PBCAR0191 demonstrated a safety profile with no Grade 3 CRS, one Grade 3 self-limited ICANS, no evidence of GvHD, and one infectious death at Day 54, deemed possibly related to treatment.
83% (15/18) of evaluable subjects experienced a complete response (CR) rate or complete remission with incomplete marrow recovery (CRi); 62% (8/13) of NHL subjects and 80% (4/5) of B-ALL subjects, respectively.
20% (3/15) of responders demonstrated durability of response greater than 6 months, with 3 additional responders not yet having reached a 6-month evaluation threshold.
Compared to standard lymphodepletion2, enhanced lymphodepletion mitigated PBCAR0191 rejection to markedly improve peak CAR T cell expansion and persistence with area under the curve increasing 80-fold.
Among 6 subjects who progressed following prior CD19 CAR therapy (5 NHL, 1 B-ALL), the overall response rate was 83% (5/6) with 67% (4/6) achieving a CR, including an ongoing MRD negative CR in a B-ALL subject of >6 months.

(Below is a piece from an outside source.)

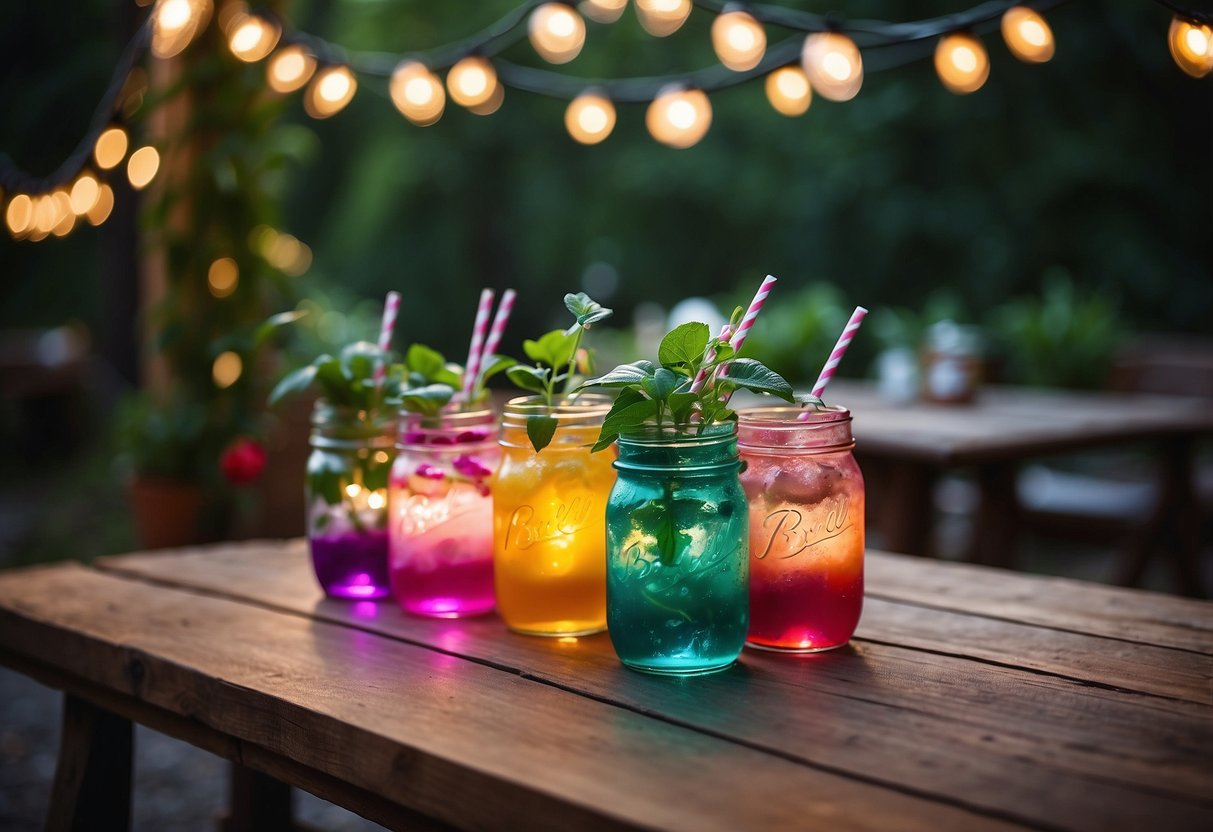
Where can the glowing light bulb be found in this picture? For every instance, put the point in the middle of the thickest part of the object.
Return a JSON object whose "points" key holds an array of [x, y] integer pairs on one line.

Abstract #650: For 15 subjects with R/R B-cell acute lymphoblastic leukemia including 11 subjects who received PBCAR0191 Dose Level 3/4a3 and 4 subjects who received PBCAR0191 Dose Level 4b4 as of August 2, 2021:

PBCAR0191 demonstrated a safety profile with no cases of GvHD, no Grade ≥3 CRS, and one case of Grade 3 ICANS, which resolved within 48 hours.
For subjects who received either Dose Level 3/4a following enhanced lymphodepletion or Dose Level 4b following standard lymphodepletion, 78% (7/9) achieved a high CR or CRi rate; 56% (5/9) maintained the CR at day 28 or later potentially securing an adequate window to bridge to allogeneic stem cell transplant.
Use of enhanced lymphodepletion or higher doses of PBCAR0191 resulted in substantial improvements in peak CAR T cell expansion and area under the curve.